When I began using an SCM to manage my hosts /etc CVS was the most famous free SCM. It worked, but was the opposite of a perfect fit. In the meantime, we’ve seen the growth of a diverse SCM-biosphere.
There has not only been a growth in quantity, but the new stars bring new qualities, too.
Distributed vs. Centralized
While CVS and Subversion are centralized by design, most new SCMs can be used in a distributed environment. In CVS and Subversion there is a clear distinction between the repository and working copies. Every change in a working copy has to be submitted to the central repository server, from where others are able to pull them. In CVS this dependency was so strong that almost any command needed a connection, offline working was nearly impossible. While this centralization is good to coordinate a few persons working on a common project, it doesn’t fit when many groups are working on dedicated branches. A distributed setup also needs much less infrastructure, as no central repository is needed, but everything can be done only using the working directory.
When managing /etc, the distributed nature of todays SCMs comes very handy. It allows to just initialize /etc and start tracking changes. No central repository setup needed. Its also very easy to replicate such changes between hosts, as you may pull changes from the /etc on one host to the /etc on another. One thing you must be aware is that every tracked file is represented in the SCMs repository directory (called .git, _darcs etc.). You need to protect this directory (
chmod 600) in order not to leak the content of otherwise protected files!
Branching and Merging
In CVS, branching was only for the pros. It was hard to do and merging was a pain in the as. SVN somewhat changed this, only when the distinction between a branch and a working directory was removed by Darcs and others, branching got an everyday thing. In Darcs, Git etc. working directories are full featured repositories. They contain the whole history. It’s because of this feature that every working directory can pull in changes from any other. It also allows to branch by simply copying a working directory.

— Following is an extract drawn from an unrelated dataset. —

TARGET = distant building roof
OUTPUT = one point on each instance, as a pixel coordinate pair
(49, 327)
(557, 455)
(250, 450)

While branching and merging isn’t needed when simply revision controlling /etc, it gives the whole exercise a new dimension. You may not only track changes host-by-host, but you may be able to group changes into branches that enable some kind of service or feature. More on this in a later post…
Changesets vs. Revisions
Most SCMs use some kind of revision number to track the history of changes. Every revision describes the state of the project at a specific point in time. Each commited change enhances the revision number. There is a clear timeline. This system seems intuitive and simple. But it doesn’t fit well into a distributed design, where different branches can move forward independendly and be merged back later. While it is possible to handle this case, as shown by Subversion, a radical different approach is implemented in e.g. Darcs: A revision is not identified by a number, but simply by the set of changes. This allows to cherry pick some changes while ignoring others when pulling in changes. You may want to learn more about the underlying theory of patches.
In software development most changes are here to stay. They come one after the other and do contribute small features or bugfixes to a single application. You mostly aren’t interested in splitting the project into many, and you don’t want to be able to reapply changes in a different order. The changes belong together and depend on previous ones.
The changes applied to /etc are of a different nature. They may well depend on each other but can often be grouped into features or services. These changesets (features’n’services) don’t need to be applied in any particular order. You’d like to just choose a changeset and apply it to a given host.